IPrograma de Pós-graduação em Zootecnia - UFV
IIDepartamento de Zootecnia - UFV
IIIDepartamento de Medicina Veterinária - UFV

 

 


RESUMO

Procurou-se avaliar a precisão de cinco modelos não-lineares em descrever a forma da curva de produção de leite de vacas Nelore e o efeito do consumo voluntário (CV) da vaca e do bezerro sobre a produção de leite (PL). Foram testados os modelos de Sikka, Nelder, Wood, Jenkins & Ferrell, e Jenkins & Ferrell com um parâmetro de ajustamento. Foram utilizadas 12 vacas primíparas com peso corporal médio de 359 kg (± 8) e seus respectivos bezerros. A produção de leite foi estimada pela pesagem do bezerro antes e após a mamada, do nascimento aos 180 dias de idade. As pesagens foram efetuadas duas vezes ao dia, semanalmente, após 6 horas de jejum de líquido e sólidos. Os modelos não-lineares de Sikka, Jenkins & Ferrell, Nelder e Wood não descreveram a curva de lactação apropriada devido ao excesso ou subestimação d o pico da produção de leite. O melhor ajustamento foi encontrado para o modelo de Jenkins & Ferrell com um parâmetro de ajustamento. O efeito do consumo voluntário da vaca e do bezerro, avaliado separadamente, não se correlacionou com a produção de leite. Entretanto, ao avaliar o consumo da vaca e do bezerro conjuntamente, foi encontrada uma correlação positiva e negativa com a produção de leite, respectivamente. A produção de leite está intimamente correlacionada com o consumo da vaca e do bezerro, e a capacidade de ingerir sólidos não lácteos reulta na redução da necessidade de leite da mãe.

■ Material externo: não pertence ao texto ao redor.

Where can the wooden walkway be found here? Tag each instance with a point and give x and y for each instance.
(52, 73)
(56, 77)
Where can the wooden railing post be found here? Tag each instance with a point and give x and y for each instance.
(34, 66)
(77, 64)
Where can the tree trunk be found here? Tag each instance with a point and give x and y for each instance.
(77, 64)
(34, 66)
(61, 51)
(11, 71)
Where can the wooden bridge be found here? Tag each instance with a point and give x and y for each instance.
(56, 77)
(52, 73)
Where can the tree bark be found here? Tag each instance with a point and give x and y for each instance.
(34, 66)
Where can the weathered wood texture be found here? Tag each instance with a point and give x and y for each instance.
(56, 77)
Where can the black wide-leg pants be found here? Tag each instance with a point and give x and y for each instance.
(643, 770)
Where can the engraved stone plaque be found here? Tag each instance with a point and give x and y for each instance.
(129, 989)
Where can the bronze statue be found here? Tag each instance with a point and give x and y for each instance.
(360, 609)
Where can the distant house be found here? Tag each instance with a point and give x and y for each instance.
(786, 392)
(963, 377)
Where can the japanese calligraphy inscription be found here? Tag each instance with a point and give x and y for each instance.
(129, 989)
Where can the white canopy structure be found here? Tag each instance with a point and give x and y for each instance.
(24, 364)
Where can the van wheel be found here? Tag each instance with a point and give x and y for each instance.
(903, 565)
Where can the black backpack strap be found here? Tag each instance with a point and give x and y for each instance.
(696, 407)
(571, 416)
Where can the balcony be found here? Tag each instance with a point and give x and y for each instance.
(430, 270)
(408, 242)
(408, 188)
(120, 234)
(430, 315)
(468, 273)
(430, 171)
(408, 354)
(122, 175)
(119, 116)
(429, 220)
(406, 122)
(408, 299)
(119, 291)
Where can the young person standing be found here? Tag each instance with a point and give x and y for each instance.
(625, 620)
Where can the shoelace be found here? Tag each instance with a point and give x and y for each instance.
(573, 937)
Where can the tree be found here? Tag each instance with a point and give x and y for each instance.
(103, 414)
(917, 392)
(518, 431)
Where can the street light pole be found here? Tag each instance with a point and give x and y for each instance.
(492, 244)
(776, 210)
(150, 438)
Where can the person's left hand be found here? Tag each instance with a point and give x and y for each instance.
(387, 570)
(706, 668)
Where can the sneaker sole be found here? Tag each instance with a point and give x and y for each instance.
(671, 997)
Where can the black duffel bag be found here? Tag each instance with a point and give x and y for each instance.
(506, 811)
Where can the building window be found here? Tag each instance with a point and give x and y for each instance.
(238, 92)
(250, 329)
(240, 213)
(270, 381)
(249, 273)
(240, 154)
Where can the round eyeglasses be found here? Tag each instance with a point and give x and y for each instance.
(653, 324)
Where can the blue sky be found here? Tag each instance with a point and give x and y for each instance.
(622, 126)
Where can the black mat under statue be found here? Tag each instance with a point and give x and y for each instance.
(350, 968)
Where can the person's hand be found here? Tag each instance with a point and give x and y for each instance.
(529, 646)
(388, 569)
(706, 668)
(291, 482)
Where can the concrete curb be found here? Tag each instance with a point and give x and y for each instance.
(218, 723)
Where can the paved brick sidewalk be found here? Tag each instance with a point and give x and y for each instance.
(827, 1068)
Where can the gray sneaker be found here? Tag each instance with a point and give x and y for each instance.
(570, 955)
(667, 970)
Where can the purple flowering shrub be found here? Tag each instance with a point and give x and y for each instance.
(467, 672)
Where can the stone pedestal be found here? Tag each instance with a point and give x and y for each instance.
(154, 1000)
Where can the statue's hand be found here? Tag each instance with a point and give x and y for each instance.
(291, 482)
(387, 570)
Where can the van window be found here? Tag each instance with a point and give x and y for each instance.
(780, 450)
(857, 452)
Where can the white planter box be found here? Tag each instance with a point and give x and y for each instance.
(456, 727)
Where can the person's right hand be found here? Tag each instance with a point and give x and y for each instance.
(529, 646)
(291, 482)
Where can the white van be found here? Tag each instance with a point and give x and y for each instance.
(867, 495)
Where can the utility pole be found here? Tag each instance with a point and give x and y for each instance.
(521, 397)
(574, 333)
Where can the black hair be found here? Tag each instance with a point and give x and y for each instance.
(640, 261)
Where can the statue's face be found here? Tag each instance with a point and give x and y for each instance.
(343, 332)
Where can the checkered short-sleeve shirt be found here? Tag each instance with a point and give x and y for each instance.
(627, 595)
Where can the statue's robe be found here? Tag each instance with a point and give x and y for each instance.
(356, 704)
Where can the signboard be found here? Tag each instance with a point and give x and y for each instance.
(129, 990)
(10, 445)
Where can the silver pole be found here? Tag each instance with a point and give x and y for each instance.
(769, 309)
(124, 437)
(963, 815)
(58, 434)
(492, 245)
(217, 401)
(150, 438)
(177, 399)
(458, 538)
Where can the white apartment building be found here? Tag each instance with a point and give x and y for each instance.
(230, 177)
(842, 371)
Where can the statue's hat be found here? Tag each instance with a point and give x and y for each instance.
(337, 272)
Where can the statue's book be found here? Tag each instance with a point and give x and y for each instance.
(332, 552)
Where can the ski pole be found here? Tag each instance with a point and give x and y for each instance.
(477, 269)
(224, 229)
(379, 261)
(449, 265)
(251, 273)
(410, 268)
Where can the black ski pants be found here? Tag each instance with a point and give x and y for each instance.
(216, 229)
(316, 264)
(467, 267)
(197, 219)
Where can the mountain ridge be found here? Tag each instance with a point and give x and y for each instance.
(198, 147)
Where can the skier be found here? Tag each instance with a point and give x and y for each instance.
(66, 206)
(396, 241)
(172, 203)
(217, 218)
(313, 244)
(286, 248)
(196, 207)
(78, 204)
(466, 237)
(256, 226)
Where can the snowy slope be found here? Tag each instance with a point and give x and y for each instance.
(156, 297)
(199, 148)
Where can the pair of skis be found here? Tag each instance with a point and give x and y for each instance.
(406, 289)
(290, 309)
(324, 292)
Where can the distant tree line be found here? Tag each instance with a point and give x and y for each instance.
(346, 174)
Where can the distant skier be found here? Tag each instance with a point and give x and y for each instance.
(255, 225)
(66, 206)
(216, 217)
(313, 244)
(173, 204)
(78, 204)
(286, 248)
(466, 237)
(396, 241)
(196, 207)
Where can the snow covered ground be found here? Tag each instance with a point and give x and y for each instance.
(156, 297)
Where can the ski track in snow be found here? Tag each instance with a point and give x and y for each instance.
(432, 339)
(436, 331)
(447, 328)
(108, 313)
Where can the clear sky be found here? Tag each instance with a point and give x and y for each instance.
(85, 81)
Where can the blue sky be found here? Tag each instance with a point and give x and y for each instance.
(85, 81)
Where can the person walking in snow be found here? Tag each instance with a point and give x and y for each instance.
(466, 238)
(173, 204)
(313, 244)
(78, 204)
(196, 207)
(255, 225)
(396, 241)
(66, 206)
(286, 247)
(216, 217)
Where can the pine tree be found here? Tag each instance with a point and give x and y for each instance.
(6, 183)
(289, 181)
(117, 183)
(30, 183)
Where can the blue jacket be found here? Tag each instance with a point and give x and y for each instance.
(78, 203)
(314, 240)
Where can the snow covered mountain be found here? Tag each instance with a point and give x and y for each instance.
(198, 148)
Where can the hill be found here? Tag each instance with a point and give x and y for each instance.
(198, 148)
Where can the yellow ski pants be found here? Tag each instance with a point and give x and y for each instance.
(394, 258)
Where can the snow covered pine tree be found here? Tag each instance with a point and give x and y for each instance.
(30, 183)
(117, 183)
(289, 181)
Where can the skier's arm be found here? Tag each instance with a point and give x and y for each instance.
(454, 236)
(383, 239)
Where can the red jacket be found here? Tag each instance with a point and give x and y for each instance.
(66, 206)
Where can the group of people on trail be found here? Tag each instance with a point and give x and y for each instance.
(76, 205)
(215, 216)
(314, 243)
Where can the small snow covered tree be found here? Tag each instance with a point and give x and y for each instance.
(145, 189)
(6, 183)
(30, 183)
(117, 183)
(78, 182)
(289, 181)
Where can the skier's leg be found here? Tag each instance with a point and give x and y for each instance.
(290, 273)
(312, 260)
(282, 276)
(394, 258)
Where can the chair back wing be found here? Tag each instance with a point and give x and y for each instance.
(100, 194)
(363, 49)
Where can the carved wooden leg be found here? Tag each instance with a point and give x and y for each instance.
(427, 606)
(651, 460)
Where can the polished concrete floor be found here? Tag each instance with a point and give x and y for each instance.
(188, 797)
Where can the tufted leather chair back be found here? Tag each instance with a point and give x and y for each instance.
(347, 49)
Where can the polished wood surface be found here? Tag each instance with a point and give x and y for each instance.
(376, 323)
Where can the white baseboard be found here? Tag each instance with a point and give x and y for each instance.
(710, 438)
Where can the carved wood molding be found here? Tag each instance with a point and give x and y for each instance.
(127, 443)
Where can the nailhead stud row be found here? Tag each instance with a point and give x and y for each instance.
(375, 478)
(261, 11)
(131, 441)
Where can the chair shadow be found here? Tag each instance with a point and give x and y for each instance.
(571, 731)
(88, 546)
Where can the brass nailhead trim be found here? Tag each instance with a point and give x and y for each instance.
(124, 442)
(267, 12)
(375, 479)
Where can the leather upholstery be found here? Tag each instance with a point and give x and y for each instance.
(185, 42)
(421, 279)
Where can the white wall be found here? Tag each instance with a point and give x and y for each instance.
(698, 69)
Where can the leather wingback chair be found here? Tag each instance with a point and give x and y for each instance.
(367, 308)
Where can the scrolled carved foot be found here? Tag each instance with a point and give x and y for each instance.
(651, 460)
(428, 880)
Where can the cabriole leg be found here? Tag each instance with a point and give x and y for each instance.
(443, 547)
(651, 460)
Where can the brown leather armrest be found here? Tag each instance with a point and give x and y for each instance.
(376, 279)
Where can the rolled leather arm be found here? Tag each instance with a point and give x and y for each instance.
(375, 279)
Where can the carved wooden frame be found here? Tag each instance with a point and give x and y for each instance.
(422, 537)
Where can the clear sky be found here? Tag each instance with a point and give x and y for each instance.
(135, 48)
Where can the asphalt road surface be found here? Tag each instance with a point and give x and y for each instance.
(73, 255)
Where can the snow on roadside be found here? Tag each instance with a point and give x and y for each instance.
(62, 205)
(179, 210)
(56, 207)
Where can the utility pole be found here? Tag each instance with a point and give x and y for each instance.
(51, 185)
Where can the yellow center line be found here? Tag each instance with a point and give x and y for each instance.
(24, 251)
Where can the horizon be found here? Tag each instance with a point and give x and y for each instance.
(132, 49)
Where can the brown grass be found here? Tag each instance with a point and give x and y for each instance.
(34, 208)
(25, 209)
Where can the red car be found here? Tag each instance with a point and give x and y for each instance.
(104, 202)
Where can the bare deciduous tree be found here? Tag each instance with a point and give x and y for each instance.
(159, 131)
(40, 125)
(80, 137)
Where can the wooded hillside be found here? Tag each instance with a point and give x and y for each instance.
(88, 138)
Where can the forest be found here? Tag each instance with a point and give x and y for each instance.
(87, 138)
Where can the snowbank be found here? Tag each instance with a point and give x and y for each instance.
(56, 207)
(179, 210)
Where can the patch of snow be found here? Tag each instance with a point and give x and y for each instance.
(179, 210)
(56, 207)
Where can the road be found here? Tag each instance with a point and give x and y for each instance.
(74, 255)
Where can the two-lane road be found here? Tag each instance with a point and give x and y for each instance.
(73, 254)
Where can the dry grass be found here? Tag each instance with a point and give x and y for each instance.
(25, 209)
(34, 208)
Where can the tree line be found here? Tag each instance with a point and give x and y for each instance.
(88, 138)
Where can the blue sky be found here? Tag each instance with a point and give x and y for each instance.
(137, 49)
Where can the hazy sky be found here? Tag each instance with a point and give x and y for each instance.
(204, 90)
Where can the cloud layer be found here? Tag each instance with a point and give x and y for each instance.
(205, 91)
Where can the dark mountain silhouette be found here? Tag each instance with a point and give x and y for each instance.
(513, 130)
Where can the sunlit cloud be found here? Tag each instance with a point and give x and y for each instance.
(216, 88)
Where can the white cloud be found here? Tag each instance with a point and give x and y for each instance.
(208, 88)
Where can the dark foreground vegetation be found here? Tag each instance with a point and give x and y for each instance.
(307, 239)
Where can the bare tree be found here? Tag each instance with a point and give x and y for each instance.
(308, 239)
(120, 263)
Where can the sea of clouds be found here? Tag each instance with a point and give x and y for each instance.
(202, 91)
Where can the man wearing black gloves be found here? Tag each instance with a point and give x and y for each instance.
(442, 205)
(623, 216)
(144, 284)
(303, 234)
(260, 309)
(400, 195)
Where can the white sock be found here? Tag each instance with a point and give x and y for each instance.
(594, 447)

Palavras-chave: persistência, produção de leite


ABSTRACT

This research was carried out to evaluate five non-linear mathematical models to describe lactation curves of Nelore cows and effect of the cow and calf intake on milk yield. In this study we compared the models of Sikka (1950), Nelder (1966), Wood (1967), Jenkins & Ferrell (1984) and Jenkins & Ferrell (1984) with a fit parameter. Data of production were collected from 12 primiparous cows with a mean live weight of 359 kg (± 8) and its offspring. The milk production was estimated weighing the calf before and after suckling, from birth to 180 days of age. Measurements were made twice a day in a weekly period after 6 hour fasting of liquid and solids. The mathematical models of Sikka, Jenkins & Ferrell, Nelder and Wood failed to describe lactation curve appropriated due to over or underestimation of milk yield peak. Better adjustement was found for the model of Jenkins & Ferrell with a fitting parameter. Cow and calf intake evaluated separately was no correlated with milk yield. Conversely at evaluating both cow and calf together, it was found a positive and a negative correlation with milk yield, respectively. Milk yield is is closely correlated wiht cow and calf intake, and the capacity of the calf to ingest non-dairy solids results in reduction of milk needs from dam.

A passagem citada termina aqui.